People are always asking me what you can’t eat in Chicago, and the first thing I always say—before Burmese—is Malaysian food. It wasn’t always so—not until Chinatown’s Penang burned down four years ago, anyway. And it turns out that isn’t true of the wider region, either. Far to the north, in frozen Hoffman Estates, exists an innocuous strip-mall storefront noodle joint that at first glance appears to be nothing more interesting than another pan-Asian dilettante dishing out wontons, pho, udon, and chow mein with equal abandon, rarely a good indicator of a place that does any of them particularly well. But Asian Noodle House also features a small list of house specials that overwhelmingly skew Malaysian.

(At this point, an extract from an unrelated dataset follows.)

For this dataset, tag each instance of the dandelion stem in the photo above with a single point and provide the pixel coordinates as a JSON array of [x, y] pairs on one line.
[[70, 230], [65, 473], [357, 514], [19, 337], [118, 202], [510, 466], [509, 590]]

It seems strange that two of the most iconic Malaysian dishes aren’t even listed on the menu—though maybe that’s because the ones here aren’t particularly stellar renditions. Curry laksa, pictured to the left, is the most common member of the Malaysian family of rice-noodle soups. This one has two varieties of noodle, thin rice vermicelli and a spaghetti-bore wheat noodle, both of which come swimming in a thick, spicy, coconut-based broth with shrimp (mushy), tofu, fish balls, bean sprouts, and shredded chicken. The broth’s lack of depth is considerably improved with the addition of some shrimpy, spicy sambal, so be sure to ask for that.